Foto pariwisata dapat melanggengkan stereotip, menurunkan budaya lokal, atau umumnya membuat penduduk setempat merasa tidak nyaman. Alih-alih menganggap bahwa foto Anda tidak berbahaya, selalu minta izin eksplisit sebelum memasukkan seseorang ke dalamnya.
7. "Setelah mengambil kelas sejarah di perguruan tinggi dan membaca Lonely Planet, saya tahu semua yang perlu saya ketahui tentang tempat ini."
Media, industri penerbitan, kurikulum sekolah, dan buku panduan perjalanan kami semuanya didominasi oleh orang-orang dari Barat. Dengan semua itu dalam pikiran, itu adil untuk mengatakan bahwa kebanyakan dari kita dibesarkan dikelilingi oleh pesan yang sangat bias dari negara-negara non-barat. Chimamanda Ngozi Adichie terkenal menyebutnya "bahaya satu cerita." Dia berpendapat bahwa kisah-kisah ini memberi kita ide "tidak lengkap" dari tempat yang tidak memperhitungkan konteks rumit suatu negara.

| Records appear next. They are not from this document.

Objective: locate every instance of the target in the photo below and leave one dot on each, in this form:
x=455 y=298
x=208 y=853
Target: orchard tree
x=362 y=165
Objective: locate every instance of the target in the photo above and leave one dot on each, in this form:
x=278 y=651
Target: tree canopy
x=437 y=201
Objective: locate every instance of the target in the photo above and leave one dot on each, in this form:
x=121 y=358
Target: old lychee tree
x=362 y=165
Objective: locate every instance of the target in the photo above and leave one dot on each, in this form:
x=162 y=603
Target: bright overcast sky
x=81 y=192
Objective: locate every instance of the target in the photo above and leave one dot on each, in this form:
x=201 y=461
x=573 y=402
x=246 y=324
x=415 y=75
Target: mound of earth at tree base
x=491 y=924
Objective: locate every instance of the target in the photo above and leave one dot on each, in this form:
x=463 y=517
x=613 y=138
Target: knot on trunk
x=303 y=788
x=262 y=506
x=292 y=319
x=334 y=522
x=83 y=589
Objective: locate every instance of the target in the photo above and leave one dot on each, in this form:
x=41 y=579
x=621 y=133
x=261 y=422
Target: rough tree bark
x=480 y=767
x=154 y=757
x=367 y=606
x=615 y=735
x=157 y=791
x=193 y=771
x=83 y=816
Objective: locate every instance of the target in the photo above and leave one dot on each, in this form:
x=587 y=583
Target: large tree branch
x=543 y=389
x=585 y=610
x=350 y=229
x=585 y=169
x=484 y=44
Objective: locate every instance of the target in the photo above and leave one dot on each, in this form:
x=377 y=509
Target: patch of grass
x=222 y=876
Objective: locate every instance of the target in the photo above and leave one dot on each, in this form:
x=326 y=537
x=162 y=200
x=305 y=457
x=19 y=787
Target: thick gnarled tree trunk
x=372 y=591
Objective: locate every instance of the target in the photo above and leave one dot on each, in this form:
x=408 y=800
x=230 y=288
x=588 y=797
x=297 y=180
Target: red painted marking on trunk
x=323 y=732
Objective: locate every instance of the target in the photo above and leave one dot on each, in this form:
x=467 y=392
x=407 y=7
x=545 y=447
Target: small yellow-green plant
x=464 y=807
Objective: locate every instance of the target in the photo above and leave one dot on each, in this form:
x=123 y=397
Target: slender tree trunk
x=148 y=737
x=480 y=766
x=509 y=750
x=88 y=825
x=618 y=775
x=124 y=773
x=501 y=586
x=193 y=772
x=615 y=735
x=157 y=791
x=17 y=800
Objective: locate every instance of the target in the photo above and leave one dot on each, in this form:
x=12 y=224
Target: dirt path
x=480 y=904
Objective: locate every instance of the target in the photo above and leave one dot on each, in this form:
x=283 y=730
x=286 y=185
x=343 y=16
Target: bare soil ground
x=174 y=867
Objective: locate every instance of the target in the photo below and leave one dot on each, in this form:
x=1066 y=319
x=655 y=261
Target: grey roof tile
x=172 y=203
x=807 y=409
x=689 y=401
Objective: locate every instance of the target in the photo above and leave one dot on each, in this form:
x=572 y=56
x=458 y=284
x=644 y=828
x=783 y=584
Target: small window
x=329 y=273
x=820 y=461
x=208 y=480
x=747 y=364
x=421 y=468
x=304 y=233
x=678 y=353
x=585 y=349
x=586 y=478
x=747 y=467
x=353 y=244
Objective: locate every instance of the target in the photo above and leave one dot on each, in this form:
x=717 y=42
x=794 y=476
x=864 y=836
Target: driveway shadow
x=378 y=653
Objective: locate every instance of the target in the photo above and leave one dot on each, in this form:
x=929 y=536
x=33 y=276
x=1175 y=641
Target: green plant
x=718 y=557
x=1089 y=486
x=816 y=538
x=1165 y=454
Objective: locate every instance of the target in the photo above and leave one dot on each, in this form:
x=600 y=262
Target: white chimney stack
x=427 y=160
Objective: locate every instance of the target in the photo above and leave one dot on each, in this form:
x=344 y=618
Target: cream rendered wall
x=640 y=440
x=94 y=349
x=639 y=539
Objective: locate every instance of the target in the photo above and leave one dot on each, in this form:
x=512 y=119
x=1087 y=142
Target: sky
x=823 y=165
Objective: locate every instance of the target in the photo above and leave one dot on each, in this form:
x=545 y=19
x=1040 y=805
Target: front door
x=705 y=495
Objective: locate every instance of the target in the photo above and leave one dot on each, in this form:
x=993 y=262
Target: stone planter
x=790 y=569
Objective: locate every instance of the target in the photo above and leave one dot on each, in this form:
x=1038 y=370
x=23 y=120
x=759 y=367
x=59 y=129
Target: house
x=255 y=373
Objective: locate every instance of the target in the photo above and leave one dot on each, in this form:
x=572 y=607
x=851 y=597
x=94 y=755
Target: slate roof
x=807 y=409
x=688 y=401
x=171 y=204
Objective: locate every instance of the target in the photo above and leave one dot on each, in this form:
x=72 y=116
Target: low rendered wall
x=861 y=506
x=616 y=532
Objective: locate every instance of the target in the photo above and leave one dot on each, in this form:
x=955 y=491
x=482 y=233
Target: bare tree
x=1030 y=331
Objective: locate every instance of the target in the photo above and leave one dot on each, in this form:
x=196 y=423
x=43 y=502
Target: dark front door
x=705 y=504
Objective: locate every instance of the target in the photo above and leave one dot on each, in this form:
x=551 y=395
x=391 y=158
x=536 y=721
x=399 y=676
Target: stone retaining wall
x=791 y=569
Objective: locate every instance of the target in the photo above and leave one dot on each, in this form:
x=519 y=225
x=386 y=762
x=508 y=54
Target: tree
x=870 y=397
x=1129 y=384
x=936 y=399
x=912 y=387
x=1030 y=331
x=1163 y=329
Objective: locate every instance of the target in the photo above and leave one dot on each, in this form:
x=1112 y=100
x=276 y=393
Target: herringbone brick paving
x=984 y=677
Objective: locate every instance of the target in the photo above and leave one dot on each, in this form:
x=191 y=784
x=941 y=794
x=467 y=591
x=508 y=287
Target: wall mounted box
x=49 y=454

Kita tidak akan pernah bisa mengharapkan buku atau kelas kuliah untuk menangkap 200 tahun sejarah Amerika yang kompleks dan sempurna. Jadi kami tidak dapat menganggap diri kami ahli dalam sejarah suatu wilayah hanya karena kami telah meluangkan waktu untuk mempelajarinya. Alih-alih, kita harus mengambil "kisah" apa pun yang pernah kita dengar tentang tempat dengan dosis skeptis yang sehat, tetap ingin tahu, dan tidak pernah percaya bahwa kita telah mendengar semua yang perlu kita ketahui.